Le Dr A. Mangin, qui, au début de l'occupation française, remplit à Hué les fonctions de médecin de la Résidence générale et de la Cour d'Annam, a également, dans une thèse ayant pour titre « La médecine en Annam», consacré quelques pages à la description de ces coutumes et de ces superstitions.

Les notes que nous croyons devoir reproduire, sur le même sujet, représentent les renseignements qui nous ont été fournis par des médecins ou par des sages-femmes annamites, ainsi que les remarques faites à l'hôpital indigène ou au palais, pendant notre séjour à Hué.

Grossesse.

L'appréciation des signes de présomption de grossesse a beaucoup d'analogie avec celle qui existe chez les autres peuples.

La femme annamite se croit enceinte lorsque, chez elle, le flux menstruel a fait défaut pendant deux mois consécutifs et quand, en même temps, elle éprouve des nausées à la vue des aliments et une sensation de fatigue anormale rendant fréquent le besoin de repos.

(1) MONDIÈRE, Monographie de la femme cochinchinoise (Bulletin Soc. an throp., 1880).

(2) A. CORRE, La mère et l'enfant dans les races humaines, 1882.

(3) LANDES, Contes et légendes annamites, 1886.

(4) J. BAURAG, La Cochinchine et ses habitants, 1894.

La coloration plus accentuée de l'aréole des mamelons est aussi considérée comme un signe de grossesse.

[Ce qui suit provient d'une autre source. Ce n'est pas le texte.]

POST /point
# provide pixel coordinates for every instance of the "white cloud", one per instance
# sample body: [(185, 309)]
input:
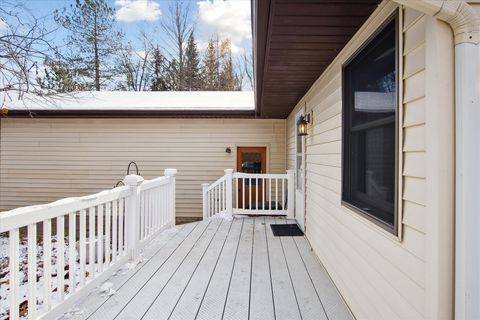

Le gonflement des seins et la sortie de gouttelettes de sérosité blanchâtre obtenue par la pression du mamelon entre deux doigts constitueraient, au moins chez la primipare, un signe de certitude.

La sage-femme, qui est ordinairement consultée par les femmes de la classe aisée, confirme l'état de grossesse quand elle constate des battements au niveau de la région thyroïdienne ainsi que le redressement des cils!

Les premiers mouvements fœtaux actifs deviennent perceptibles au cinquième mois chez la primipare et au quatrième mois chez la multipare.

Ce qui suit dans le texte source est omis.